Dear Andreas.
Thanks for the correction on the correct spelling of Hubble, I appreciate your help. It would grate on my nerves a little too.

ops:
(My spell check allows Hubbell, probably after the Pitcher Carl Owen, and I just remembered in my mind visually two ll’s with Hubble, probably due to his middle name being Powell. (Hubble, Edwin Powell)
Regarding the issue of the age of stars, I must admit that the amount of discrepancy has become less, depending upon whom you talk to. The leading advocate of the age discrepancy of stars is, or has been, Robert Kirshner.
http://www.harvard.edu/hco/astro/peo.../kirshner.htmlof Harvard. Two years ago it was an issue he normally presented to his astronomy classes, I am not sure what he teaches now.
The age of stars within Globular Clusters has been slowly massaged in the last few years into conformance to the age of the universe, with the youngest possible range in the age of stars within these clusters fitting into the oldest possible age of the universe; !4 billion years, give or take a billion years.

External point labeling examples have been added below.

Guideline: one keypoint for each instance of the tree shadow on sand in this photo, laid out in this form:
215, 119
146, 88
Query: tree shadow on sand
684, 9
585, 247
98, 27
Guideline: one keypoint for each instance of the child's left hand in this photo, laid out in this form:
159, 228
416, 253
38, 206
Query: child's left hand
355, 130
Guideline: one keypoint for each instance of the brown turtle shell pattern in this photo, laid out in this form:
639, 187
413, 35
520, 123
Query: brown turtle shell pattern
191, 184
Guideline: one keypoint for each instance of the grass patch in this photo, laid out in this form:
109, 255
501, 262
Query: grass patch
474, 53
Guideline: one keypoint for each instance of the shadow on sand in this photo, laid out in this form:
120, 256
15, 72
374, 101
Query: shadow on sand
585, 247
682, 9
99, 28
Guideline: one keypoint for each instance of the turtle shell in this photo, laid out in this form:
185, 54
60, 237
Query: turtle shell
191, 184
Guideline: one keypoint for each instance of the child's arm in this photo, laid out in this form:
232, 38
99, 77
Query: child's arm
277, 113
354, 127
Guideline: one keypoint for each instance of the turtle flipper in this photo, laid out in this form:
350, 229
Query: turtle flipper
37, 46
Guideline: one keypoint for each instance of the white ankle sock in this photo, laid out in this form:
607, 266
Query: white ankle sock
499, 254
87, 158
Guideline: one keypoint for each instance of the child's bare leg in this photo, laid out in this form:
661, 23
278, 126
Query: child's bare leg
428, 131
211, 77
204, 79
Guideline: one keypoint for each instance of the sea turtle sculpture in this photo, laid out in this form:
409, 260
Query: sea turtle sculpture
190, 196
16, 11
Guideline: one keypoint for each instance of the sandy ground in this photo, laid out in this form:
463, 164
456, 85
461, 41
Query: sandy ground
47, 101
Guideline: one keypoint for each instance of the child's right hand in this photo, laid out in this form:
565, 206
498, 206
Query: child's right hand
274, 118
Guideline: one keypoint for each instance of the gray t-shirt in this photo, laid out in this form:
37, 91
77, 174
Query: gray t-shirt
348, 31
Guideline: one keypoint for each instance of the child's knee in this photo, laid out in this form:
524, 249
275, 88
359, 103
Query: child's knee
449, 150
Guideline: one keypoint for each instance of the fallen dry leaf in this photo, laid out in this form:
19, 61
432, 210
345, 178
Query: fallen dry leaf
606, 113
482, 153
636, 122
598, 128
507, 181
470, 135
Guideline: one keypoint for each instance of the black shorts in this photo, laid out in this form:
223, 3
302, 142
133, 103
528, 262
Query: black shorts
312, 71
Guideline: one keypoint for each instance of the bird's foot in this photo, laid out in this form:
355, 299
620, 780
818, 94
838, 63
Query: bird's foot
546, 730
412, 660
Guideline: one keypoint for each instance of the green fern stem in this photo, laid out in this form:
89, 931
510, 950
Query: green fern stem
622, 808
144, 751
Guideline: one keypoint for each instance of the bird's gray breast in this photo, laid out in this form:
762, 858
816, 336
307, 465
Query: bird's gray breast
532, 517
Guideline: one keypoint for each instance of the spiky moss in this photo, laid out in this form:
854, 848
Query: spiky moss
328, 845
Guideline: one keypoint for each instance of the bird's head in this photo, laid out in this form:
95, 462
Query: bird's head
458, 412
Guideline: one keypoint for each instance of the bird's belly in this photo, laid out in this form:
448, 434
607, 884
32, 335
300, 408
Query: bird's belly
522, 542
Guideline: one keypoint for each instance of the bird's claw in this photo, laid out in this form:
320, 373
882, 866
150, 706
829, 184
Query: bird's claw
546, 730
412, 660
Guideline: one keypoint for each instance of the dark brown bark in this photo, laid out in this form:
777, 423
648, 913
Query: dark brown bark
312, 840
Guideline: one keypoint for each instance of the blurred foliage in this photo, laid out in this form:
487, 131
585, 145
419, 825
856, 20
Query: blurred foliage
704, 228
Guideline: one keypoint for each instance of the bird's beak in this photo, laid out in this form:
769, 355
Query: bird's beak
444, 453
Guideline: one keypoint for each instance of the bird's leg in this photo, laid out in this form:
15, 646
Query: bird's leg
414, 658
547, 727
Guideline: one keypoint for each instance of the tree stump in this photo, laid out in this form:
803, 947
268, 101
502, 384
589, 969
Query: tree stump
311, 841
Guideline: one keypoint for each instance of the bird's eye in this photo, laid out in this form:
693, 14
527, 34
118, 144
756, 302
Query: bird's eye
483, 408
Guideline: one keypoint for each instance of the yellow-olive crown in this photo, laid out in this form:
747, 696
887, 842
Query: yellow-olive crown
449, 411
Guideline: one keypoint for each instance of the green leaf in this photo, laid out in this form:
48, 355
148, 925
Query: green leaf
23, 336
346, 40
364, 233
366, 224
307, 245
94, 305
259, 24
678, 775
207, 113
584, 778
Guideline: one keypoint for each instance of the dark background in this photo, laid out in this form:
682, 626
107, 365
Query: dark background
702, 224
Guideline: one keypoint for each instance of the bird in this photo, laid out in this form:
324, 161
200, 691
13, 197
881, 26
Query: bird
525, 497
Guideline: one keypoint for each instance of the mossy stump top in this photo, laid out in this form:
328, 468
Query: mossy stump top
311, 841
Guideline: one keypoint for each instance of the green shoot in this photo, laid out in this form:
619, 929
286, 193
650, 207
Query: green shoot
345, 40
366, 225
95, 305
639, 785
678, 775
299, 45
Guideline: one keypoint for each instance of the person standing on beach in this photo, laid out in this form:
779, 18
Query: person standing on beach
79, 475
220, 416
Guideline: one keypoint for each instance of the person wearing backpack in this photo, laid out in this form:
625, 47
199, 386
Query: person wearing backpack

One thing to note, if the Hubble constant is constant, the age of the universe is ok, but if the rate of expansion was faster in the past, then the age problem reappears. It is likely that the rate of expansion of the universe was much faster in the past, this is the only way galaxies could avoid being gravitationally drawn back to each other. If this is the case, then the age of the universe is not 1/H but something smaller.
In my theory the rate of expansion is not linear, so the age of the universe is much less, something between 6.5 to 8 billion years.
Does it really make any sense that the rate of expansion is constant? If so, why? If there is an apparent “acceleration” shouldn’t there be a theoretical reason that conforms to the observed rate of expansion?